Put more simply: dear fan, are you saying that our consumer interests are simply less important than yours?
What bothers me is the precedent that this sets…. Are they going to have to run everything by The Mary Sue (popular website by and for female comic fans) before they approve it? Does Gail Simone (DC Comics’ most prominent female writer) have to give her approval for everything concerning women before it’s universally accepted by fans? Are all controversial comic decisions going to have to be approved by some sort of committee comprised of fans and professionals?
But I counter with this: forgetting the obvious hyperbole in this quote (no one is asking that Mary Sue editors get DC Comics veto power), is it really such an imposition for the comic book industry to start to think about the diversity of the comic book audience? The problem here was DC’s presumption that all comic book fans are the “conventional” comic book fan: White, male, and titillated by adolescent references to sexual violence. The problem here was DC’s failure to recognize that today’s comic book audience encompasses fans who don’t fit this stereotypical trope; we are women, people of colour, and some of us don’t care much for glorifications of sexual violence and implied rape in the comics we buy.
Comic book writers and artists aren’t creating comic books in a consumer vacuum; they create comics to sell to fans. Catering to fan interests is what they do, and what they have done for a century. There’s nothing revolutionary about saying: it’s 2015, and therefore time for creators to start thinking about more than just what will appeal to one kind of fan.
Meanwhile, Snoopy Jenkins makes the most important point I’ve read to-date about the Batgirl variant cover controversy: this isn’t just about glorification of sexual violence, but also about mainstream comics’ and fans’ resistance towards contrasting feminist depictions of superheroes. This isn’t just about a variant cover with a terrified Batgirl ensnared by a predatory Joker, but about a nerd community that fights (with death threats) to keep this image on comic book shelves while it fights (with death threats) to silence the work and opinion of feminist content creators and fans who offer an alternative portrait of female heroics. Snoopy writes as a comment to Will:
[I]n comics, men tend to identify with a free speech coarse enough to support depictions of violence against women for profit, but too fragile to support actual feminist characters that do more than sad aggro imitations of male superheroes.

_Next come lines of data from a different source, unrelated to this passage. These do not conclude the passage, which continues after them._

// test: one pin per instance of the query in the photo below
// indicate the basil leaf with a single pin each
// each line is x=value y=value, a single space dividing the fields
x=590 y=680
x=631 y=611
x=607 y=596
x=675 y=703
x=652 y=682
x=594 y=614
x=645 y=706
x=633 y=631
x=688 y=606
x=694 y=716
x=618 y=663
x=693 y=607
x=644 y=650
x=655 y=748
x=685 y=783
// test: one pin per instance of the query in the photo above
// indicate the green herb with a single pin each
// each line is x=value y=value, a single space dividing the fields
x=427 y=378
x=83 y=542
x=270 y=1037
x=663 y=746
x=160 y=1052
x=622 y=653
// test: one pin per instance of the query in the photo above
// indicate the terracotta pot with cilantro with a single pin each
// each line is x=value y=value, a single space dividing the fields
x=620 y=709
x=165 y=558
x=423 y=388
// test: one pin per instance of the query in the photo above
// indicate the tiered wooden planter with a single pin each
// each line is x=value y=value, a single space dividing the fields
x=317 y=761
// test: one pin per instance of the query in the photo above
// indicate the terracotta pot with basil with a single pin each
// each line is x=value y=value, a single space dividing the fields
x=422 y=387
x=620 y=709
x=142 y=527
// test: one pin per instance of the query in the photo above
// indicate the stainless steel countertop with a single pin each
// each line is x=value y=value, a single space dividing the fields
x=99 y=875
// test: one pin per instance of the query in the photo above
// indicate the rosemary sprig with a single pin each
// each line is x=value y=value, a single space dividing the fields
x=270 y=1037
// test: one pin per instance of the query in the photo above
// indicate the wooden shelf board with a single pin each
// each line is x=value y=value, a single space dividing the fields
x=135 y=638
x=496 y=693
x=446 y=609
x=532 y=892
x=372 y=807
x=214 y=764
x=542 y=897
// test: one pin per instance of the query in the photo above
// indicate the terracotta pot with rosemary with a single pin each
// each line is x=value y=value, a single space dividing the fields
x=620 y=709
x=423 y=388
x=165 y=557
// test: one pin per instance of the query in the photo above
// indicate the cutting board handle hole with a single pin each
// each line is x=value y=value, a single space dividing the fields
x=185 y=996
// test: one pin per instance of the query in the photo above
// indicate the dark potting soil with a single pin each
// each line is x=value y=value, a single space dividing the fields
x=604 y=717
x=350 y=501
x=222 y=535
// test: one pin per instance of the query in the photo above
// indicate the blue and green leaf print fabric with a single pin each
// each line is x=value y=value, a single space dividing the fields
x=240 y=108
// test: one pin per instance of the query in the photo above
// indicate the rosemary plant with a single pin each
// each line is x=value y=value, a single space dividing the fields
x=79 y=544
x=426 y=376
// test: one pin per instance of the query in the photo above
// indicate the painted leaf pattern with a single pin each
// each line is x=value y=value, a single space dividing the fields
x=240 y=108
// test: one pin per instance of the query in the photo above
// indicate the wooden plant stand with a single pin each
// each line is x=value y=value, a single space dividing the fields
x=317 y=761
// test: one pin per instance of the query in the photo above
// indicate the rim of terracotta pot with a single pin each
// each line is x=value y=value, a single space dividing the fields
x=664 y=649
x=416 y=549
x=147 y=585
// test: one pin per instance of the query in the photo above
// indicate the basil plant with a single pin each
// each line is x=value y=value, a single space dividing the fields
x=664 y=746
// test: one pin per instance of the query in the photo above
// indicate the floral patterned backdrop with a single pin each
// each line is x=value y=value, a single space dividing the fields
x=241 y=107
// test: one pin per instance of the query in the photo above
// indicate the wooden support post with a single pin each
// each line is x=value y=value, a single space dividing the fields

Put another way, I’m all about allowing whatever variant covers in comics that are supported by the market, but I find little redeeming value in this art, and question why DC and Marvel artists can always find room for sexual violence against women or hypersexual women, but never find room for respectable feminist characterizations of women. Incidents like this illustrate how distant the mainstream comic publishers and their overwhelmingly male audience are from the modern feminism female comic fans fail to inject into the industry.
Asking the Mary Sue for feminist approval, however tongue-in-cheek, is precisely not the point. DC can tell decent stories with or without sadomasochism and female torture, but if they wish to use that stuff someone should at least interrogate why it appeals to the audience, and why they can’t also sell meaningful feminist material as well. An audience that will purchase terrified Barbara Gordon or apple-bottomed Spider-Woman but shuns feminism is an immoral and sexist audience. Capitalism and free speech ideals can’t defend that.
Addendum: either way, I still wish they’d bring back Cassie Cain’s Batgirl.